78% of young viewers polled by Imagen reported “double screening” – engaging with other fans on social media – during or after broadcasts. Clearly the social aspect of sports is important to Gen-Z, even if they have new ways of expressing it.

 

Many broadcasters have already begun to explore social media as an additional channel to reach Gen-Z – again, as a supplement to live broadcasts, rather than a substitute for it. ESPN, for example, has launched new shows exclusively on Facebook Watch that average over 1.5 million views per episode.

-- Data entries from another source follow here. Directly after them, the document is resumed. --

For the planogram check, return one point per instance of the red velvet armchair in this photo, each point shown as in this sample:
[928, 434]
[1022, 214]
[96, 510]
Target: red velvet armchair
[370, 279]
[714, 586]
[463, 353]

Designed to engage younger viewers, these programs feature an interactive element, including polls and Q&As, in order to help Gen-Z fans feel more connected to players and fellow fans. Even the leagues themselves have gotten on board this trend: the NFL partnered with Instagram’s Playmakers Program in November of 2020 in an effort to connect with younger fans. The NFL/Instagram deal is particularly interesting, as it allows Gen-Z college students to give direct feedback to the league on how they most want to connect with their teams. Major networks could learn a lesson from this initiative, and find new ways to connect with a diverse, enthusiastic generation of sports fans.

 

Always be innovating.

 

One of the most important lessons that broadcasters should take away from the extensive research done – and we say this at the risk of sounding repetitive – is that new technologies do not have to be a replacement for linear TV. There is still a multi-generational desire to watch live sports while it is being broadcasted, both for the sense of community it creates, as well as the superior picture quality of television. Again, this popularity may be lower among younger viewers, but if networks take advantage of certain cutting-edge technologies, they may have a chance yet at winning over Gen-Z sports fans.

 

There are many exciting technologies that sports broadcasters are poised to adopt in the coming years, but there is a common trend behind most of them: personalization. To put it bluntly, Gen-Z viewers have higher expectations for their entertainment, and they are unwilling to compromise on them. Approximately one third of all sports fans are interested in gaining more control over their sports viewing experience (including switching between different camera angles, choosing which announcers they hear, etc.), and this number goes up even higher for zoomers: Nearly 50% of Gen-Z sports fans would prefer to view an individualized highlight reel of a game, to take just one statistic. If traditional broadcasters want to win over younger viewers, they need to start offering more personalized experiences.

 

One way to do this is through emerging AR and VR technologies, which could be particularly beneficial for sports broadcasters. VR could allow fans to virtually sit in the front row of their favorite team’s stadium, to name just one use case; personalized AR displays could also allow fans to view stats on the screen while they watch, particularly significant with the recent legalization of sports betting. While many in the industry are understandably skeptical of the viability of these new technologies – VR has been hailed as the future of live sports for several years, now – there is no question that broadcasters must consider every available option in order to attract Gen-Z audiences. Although linear TV is not going away any time soon, the broadcasters that win Gen-Z loyalty in the future will be the ones who adopt innovative practices now.